Resource-Based Relative Value Scale or Case-Based

This reimbursement model is the way Medicare determines how much it will pay healthcare providers, based on the resource costs required to offer a Medicare-covered service. This reimbursement model is calculated using three aspects, which are physician work, practice expense, and professional insurance. Ideally, case-based payment encourages the overuse of services. This is because each case payment is based on a single flat rate per case, which makes clinicians focus on increase the number of cases treated, thus overusing the services available. An example of where this model is used is when treatment involves a comprehensive bundle of services that could be offered across different settings of care and over a defined span of time, such as allocating resources for a population of patients with diabetes.

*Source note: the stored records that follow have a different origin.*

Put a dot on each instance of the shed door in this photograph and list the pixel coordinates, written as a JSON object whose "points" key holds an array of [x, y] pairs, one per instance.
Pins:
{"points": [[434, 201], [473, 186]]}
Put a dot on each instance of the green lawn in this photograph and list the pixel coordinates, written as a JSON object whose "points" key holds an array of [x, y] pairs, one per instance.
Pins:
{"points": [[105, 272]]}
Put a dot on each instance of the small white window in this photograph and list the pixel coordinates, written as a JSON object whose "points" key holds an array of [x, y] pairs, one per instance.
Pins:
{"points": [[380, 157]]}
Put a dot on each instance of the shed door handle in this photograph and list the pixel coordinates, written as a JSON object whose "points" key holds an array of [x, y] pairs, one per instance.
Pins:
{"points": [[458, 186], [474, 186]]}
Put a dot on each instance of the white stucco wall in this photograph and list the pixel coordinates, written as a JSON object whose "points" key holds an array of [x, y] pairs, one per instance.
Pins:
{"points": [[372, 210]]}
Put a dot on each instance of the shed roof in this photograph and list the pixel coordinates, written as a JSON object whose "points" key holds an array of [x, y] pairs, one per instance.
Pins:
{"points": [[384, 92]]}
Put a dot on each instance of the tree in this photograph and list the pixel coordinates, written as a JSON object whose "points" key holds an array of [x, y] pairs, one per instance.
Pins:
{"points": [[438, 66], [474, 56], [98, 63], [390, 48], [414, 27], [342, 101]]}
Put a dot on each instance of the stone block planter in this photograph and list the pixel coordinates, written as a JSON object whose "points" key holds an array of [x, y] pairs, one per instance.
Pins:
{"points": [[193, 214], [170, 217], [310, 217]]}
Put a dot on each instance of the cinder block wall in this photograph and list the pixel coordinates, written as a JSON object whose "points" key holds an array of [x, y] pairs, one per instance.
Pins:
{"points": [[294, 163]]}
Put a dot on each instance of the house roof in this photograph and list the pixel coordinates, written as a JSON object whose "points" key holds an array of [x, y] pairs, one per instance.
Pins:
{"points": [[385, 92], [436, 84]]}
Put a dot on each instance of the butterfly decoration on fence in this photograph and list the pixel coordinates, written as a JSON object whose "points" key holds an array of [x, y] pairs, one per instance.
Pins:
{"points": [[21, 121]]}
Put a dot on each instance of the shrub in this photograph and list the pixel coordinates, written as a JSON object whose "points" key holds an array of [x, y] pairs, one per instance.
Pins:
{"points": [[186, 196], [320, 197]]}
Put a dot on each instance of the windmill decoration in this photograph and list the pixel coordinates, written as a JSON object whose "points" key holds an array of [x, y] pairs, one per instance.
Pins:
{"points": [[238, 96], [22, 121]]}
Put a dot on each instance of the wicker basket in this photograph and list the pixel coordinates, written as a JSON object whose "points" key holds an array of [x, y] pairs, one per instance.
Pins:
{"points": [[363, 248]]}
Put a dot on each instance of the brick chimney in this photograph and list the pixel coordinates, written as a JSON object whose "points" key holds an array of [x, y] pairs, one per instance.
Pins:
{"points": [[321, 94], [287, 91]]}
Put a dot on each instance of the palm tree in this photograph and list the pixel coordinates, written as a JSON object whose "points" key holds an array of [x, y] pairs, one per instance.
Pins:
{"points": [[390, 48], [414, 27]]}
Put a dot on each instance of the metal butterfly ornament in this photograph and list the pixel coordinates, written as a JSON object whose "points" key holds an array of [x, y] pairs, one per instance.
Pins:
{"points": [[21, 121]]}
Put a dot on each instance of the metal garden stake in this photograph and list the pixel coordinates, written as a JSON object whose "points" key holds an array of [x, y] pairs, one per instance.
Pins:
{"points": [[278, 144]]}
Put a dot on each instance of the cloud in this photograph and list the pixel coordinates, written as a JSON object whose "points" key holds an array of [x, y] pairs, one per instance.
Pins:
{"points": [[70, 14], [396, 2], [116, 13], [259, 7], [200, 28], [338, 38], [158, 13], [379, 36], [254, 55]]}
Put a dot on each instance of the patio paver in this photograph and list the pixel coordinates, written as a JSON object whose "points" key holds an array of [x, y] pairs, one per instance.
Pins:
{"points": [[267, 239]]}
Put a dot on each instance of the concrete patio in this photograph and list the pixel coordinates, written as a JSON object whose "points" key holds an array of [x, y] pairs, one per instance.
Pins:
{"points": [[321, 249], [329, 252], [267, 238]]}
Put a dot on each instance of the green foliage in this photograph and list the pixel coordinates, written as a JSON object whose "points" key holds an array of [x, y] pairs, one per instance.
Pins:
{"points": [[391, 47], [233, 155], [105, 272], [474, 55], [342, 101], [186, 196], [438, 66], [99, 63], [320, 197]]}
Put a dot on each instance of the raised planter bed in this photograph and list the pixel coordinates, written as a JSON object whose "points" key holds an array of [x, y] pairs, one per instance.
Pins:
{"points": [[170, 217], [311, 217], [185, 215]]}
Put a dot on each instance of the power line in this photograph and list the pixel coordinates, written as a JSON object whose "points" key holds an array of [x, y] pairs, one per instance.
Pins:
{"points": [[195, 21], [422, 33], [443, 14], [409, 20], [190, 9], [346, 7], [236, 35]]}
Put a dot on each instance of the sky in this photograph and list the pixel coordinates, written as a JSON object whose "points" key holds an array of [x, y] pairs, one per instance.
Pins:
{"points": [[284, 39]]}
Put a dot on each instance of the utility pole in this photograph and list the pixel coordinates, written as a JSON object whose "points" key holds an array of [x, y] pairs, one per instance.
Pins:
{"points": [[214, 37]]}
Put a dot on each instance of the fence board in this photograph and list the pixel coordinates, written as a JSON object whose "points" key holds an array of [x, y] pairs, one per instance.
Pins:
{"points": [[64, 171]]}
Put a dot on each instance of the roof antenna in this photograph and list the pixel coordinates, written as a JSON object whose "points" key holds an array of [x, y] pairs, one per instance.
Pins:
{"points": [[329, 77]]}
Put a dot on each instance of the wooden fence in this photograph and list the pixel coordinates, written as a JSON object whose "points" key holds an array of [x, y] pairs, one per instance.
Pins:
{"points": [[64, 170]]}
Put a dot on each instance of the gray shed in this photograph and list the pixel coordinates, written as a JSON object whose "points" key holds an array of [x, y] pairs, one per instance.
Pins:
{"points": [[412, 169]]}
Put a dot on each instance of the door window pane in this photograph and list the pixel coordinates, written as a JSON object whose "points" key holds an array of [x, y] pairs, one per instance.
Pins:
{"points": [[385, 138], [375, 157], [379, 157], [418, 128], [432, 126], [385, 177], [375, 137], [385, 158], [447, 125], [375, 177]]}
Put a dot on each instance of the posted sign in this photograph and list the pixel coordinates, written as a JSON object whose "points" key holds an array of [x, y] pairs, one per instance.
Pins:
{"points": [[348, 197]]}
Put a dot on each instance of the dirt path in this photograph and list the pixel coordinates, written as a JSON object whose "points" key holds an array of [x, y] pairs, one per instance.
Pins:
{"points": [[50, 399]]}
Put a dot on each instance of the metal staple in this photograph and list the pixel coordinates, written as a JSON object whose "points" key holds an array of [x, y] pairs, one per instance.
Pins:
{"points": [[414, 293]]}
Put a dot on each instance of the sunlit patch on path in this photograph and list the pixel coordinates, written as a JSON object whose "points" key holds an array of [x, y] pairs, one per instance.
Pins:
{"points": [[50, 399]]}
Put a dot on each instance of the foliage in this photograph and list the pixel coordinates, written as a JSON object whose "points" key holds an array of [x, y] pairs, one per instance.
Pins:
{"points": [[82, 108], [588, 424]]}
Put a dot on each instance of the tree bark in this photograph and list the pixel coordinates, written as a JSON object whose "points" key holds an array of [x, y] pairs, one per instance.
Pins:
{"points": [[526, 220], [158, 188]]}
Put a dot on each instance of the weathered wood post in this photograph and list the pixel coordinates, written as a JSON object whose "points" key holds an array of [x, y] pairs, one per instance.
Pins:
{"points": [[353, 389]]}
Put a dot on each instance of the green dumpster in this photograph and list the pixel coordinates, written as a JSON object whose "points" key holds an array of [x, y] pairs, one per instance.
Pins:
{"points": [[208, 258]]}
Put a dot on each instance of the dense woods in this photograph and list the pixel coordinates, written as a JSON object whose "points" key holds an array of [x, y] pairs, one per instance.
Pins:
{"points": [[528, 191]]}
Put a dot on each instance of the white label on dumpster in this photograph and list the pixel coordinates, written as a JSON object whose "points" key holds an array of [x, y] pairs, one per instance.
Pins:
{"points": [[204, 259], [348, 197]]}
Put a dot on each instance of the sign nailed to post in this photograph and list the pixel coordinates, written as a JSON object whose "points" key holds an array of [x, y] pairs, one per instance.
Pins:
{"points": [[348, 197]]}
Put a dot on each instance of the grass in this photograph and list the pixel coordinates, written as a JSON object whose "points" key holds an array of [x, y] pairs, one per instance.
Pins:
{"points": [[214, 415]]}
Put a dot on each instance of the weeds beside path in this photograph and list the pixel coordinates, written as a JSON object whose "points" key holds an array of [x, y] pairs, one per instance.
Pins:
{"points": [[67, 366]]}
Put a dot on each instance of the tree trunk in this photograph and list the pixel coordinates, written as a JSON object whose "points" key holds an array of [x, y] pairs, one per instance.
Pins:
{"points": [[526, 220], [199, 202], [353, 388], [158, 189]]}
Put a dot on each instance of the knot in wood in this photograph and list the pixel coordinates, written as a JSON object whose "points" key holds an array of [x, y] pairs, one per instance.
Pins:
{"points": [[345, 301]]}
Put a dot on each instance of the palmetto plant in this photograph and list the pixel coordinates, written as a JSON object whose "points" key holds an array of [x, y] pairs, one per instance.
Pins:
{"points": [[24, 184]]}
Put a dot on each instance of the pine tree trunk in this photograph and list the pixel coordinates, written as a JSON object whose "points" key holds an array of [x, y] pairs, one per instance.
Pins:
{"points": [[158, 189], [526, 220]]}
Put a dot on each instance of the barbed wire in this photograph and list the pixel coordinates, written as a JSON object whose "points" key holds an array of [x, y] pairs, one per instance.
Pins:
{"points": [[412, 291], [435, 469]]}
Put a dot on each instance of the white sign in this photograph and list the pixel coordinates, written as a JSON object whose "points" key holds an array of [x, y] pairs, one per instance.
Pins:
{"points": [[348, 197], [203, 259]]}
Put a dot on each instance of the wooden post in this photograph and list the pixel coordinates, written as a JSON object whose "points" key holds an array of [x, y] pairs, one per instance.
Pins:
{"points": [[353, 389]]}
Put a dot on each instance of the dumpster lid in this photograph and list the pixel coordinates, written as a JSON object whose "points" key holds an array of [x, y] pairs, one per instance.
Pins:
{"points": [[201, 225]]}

Part 2 – Payment Options for Uninsured Patients

Identify and Explain Payment Options for Uninsured

            Some of the payment options for uninsured patients include Medicaid, financial options, self-pay, and charity care. Firstly, the patient qualifies for Medicaid as long as he or she is either resident of the United States or specific qualified non-citizens like lawful permanent residents. Secondly, financial options for the uninsured include financial assistance and paying in advance. Financial assistance involves completing a written application and offer any information that is relevant to verify one’s financial information. Pay in advance involves saving the money and pay before seeking medical assistance rather than paying for it afterward. Thirdly, self-pay involves paying the healthcare services using cash, and the patient does not benefit from the discounted rates negotiated on the client’s behalf by Medicare. This means an uninsured patient who self-pay is charged a full, undiscounted rate by the healthcare system for services. Finally, the screening of a patient for charity care involves persons who are at or below 350 percent of the federal poverty level and are uninsured or insured and have high healthcare costs (). The process that I would implement to quality for a patient for charity care includes income tax returns for the past one months, unemployment income statements, and providing documentation from my state department of social services.

Conclusion

It is evident that different healthcare systems have diverse reimbursement model, which poses different distribution of risk. With the new healthcare payment models, patients are left with the decision to choose the model that they think is suitable for them. In an ideal world, the right decision for an individual patient, either insured or uninsured, should be made through an open and honest discussion with the healthcare professional.